Dr.Lukeの一言映画評
- 2009/07/10 11:13
- Category: 映画
手塚治虫の『MW』。人間の根源的な邪悪性を扱った作品のため、これまで映像化は不可能だと言われていた。幼少期にトラウマ的体験をした賀来と結城。長じて賀来は神父となり、結城は有能な銀行マンとなる。が、彼らは禁断の関係にあり、結城の心は実はモンスターと化していた。かくして結城はグロテスクな復讐を試みる。毒ガスMWによって東京都が壊滅寸前に追い込まれるとき、賀来はキリストの贖罪的行為を取る。かくして東京は救われるのだが、実は・・・。
邦画にしては見応えのある作品だった。

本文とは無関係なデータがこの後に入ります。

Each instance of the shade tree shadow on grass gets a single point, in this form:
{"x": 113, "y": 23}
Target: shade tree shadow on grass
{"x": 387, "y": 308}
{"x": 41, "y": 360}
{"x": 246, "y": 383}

やはり原作次第であり、鍵は甘ったるいヒューマニズムなどに流れずに、悪を徹底的に描くことだ。結城役の玉木宏が冷酷なまでの悪をよく演じていた。手塚作品は鉄腕アトムのように夢と希望を与えるものはあまり本質ではない。実は本作品のように彼の本質は実に暗いのだ。彼はおそらくニンゲンの本質を知り、それにある意味絶望していたのと思う。その反動として万能ロボットアトムが生まれたりもしたが、彼の本音は『火の鳥』の輪廻的虚無感や、『ブラックジャック』の根底にある社会への怒り、『陽だまりの樹』や『アドルフに告ぐ』に描いた人間の歴史の愚かさや不条理にあるのだ。
彼は晩年『聖書物語』を描いていたし、作品のどこかにイエスの十字架のイメージが散りばめられている。果たして彼が救いを受けたのか否か、これは私たちには知る由もないが、イエスと共に十字架につけられたあの強盗の運命を見、この方をどなたとみなすか、これがすべてを決めることを思うとき、極私的には光を感じている。
細木
>彼はおそらくニンゲンの本質を知り、それにある意味絶望していたのと思う。
もっとたくさんの人達に絶望してもらいたいと思う時があります。